Shabbat Table Talk
Parashat Vayakhel, Erev Shabbat 9 March 2024
Week of 2 – 9 March 2024
Torah portion: Ex. 35:1-40:38  Haftarah: 1 Kings. 7:13-26

This week the last two short parashot Vayakhel and Pekudei of the book of Exodus are read together. Vayakhel, means to ‘assemble.’ The people gathered for the building the Tabernacle (Mishkan). In Pekudei (‘accounting’), Moses gives a full account of all the materials used in the construction of the Tabernacle.  

       The last five parashot of the Book of Exodus cover the magnificence and grandeur of the building of the Tabernacle. So intricate was the “meticulous and loving attention that the Torah gives to the construction of the Tabernacle” (Plaut, 676), that even the names of the chief artist and his assistant, Bezalel (“in the shadow of God”) and Oholiab (“father’s tent”) are given (Plaut 676). The people had gathered together to build the Golden Calf (Ex.32) and now the people assembled to build the Tabernacle. The building of the Tabernacle can be seen as a healing process, reconciliation for making the Golden Calf. 

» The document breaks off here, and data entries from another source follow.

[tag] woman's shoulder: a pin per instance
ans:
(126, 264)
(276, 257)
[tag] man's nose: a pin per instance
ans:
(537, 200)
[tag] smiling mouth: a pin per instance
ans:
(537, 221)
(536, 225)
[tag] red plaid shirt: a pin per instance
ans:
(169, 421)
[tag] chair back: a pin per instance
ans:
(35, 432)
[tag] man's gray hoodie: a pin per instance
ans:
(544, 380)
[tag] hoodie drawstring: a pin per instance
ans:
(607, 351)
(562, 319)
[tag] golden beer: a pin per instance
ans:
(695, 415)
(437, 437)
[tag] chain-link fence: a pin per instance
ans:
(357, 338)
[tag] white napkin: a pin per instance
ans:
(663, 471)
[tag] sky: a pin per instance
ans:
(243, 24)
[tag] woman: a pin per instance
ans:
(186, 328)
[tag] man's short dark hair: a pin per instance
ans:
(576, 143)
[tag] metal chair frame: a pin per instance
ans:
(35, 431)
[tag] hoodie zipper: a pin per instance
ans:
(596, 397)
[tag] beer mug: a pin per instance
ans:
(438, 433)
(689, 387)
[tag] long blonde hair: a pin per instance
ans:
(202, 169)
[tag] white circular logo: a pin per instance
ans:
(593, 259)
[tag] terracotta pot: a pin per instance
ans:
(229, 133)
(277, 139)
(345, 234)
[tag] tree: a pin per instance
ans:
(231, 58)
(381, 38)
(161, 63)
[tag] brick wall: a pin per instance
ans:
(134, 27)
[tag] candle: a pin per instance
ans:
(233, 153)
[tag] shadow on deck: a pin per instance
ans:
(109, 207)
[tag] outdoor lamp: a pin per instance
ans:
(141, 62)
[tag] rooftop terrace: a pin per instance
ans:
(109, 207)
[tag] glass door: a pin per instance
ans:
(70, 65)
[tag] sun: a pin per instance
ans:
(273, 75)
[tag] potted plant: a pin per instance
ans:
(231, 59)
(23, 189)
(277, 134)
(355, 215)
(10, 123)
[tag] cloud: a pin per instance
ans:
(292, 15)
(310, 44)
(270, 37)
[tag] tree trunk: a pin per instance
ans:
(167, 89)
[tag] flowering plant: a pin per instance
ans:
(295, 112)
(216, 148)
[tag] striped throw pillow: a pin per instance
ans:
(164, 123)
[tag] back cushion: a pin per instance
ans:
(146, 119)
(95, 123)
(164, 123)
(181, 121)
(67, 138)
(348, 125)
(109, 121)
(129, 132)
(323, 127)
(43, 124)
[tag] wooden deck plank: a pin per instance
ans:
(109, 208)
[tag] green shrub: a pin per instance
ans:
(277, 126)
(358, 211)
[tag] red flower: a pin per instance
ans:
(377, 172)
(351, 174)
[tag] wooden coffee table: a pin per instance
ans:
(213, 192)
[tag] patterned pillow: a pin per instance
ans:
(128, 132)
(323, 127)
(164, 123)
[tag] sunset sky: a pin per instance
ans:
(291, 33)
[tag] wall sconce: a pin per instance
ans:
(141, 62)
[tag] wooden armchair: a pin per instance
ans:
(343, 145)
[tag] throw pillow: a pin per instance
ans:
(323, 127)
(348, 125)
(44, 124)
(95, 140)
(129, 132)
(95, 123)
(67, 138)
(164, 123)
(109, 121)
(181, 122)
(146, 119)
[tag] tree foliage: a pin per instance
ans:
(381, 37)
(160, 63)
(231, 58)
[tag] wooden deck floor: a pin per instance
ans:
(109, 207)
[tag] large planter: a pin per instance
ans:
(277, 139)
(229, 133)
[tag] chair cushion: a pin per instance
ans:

       The magnificence and grandeur of the Tabernacle is shown in the materials used for the building: “gold, silver, copper; blue, purple and crimson yarns, and fine linen; goats’ hair, tanned rams’ skins, and fine leather…” (Ex. 35:5-9). We recall that when God told Moses to tell the people to bring the Lord gifts for the building of the Mishkan, the qualifying criterion was, “you shall accept gifts from every person whose heart so moves him” (Ex.25: 2). “Freely, freely you have received – freely, freely give” (Carol Owen). Here we see the generosity in the hearts of the people who freely received and freely gave. Commentators emphasize, “God’s presence is not found in a building. It is found in the hearts and souls of people who fashion and sanctify the building” (Etz Hayim, 486). Again, with the song of Carol Owen “Go in my name and because you believe, others will know that I live”, so we go forth, knowing that the Miskhan, the Presence of God is within us, people will know that YHWH lives. Hallelujah. 

Just before the actual building of the Tabernacle was the crucial reminder to keep holy the Sabbath. 

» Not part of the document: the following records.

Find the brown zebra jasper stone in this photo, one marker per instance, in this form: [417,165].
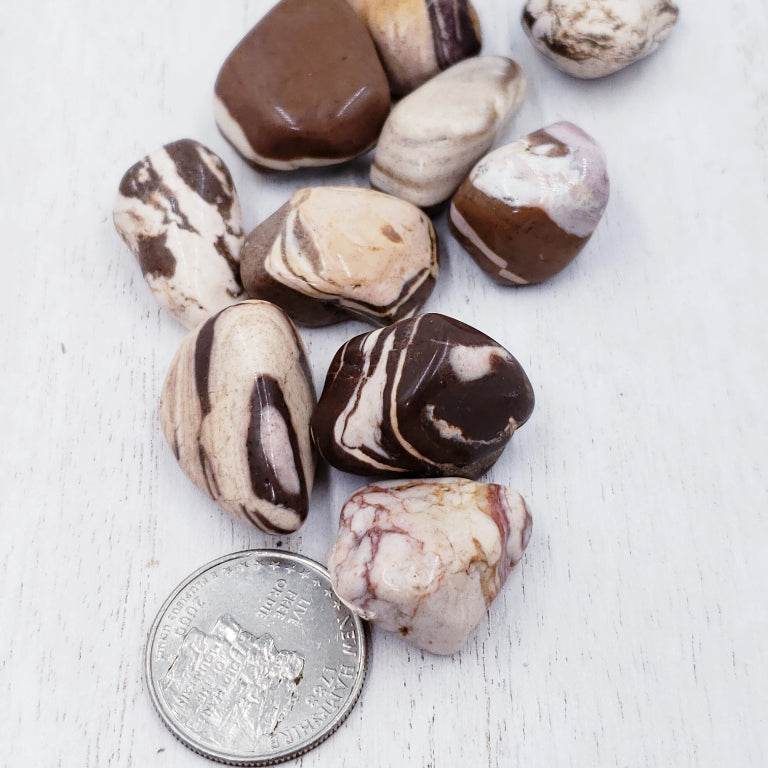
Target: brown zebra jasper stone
[426,558]
[303,88]
[332,253]
[434,136]
[178,212]
[418,38]
[528,208]
[425,396]
[235,409]
[594,38]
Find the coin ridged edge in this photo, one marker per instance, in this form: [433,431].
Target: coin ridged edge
[280,758]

“The observance of the Sabbath appears as one of the fundamental demands of the covenant (Ex.23: 

12, Ex. 34:21, Deut. 5:12-14, Lev. 19:3, 30: 23, Num: 9,10” (Stampley 584). “ Six days is work to be done, but on the seventh day, there is to be complete rest, holiness for the LORD, Sabbath for YHWH” (Ex. 35:2-3). The seventh day is a consecrated day; the consecration of time, a sacred time and God’s presence is felt on this day. “Verily you shall keep My Sabbaths, i.e. though the work of the Tabernacle is sacred and of great importance in My eyes, nevertheless you must not override the Sabbath, on its account, but observe it. (Leibowitz 656).

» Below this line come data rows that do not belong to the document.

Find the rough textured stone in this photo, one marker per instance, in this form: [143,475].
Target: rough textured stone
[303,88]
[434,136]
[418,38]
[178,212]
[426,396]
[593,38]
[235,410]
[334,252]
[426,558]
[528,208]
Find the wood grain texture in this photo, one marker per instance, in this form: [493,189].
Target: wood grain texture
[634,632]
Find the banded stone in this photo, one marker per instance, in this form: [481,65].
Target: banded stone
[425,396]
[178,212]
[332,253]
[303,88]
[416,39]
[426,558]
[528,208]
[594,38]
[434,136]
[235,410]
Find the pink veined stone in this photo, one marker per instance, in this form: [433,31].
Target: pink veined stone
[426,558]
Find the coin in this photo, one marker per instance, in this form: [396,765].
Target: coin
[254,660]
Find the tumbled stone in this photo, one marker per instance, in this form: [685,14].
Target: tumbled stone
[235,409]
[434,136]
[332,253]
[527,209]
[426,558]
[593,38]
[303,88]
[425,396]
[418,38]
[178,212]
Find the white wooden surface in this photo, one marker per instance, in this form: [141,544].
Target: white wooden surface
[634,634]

        In conclusion, the Tabernacle was the portable dwelling and place of worship, which indicated the abiding presence of God amidst the Israelites. On the Sabbath, there is holy and holiness ‘qadosh and qodesh” (Stampley249). Both the Tabernacle and the Sabbath are conduits of holiness. For Reflection and Discussion: 1. How can I be the ‘Living Tabernacle,’ in the world. 

 2. Where are the sacred spaces, holy places in my life? 3. How do I observe the day of Lord, the Sabbath? 

Bibliography: Fox, The Five Books of Moses, (New York, 1995); Leibowitz, Studies in Bamidbar; Plaut The Torah, A Modern Commentary (New York, 1981); Stampley Dictionary Concordance, 1970. Etz Hayim: Torah and Commentary(New York, 2001).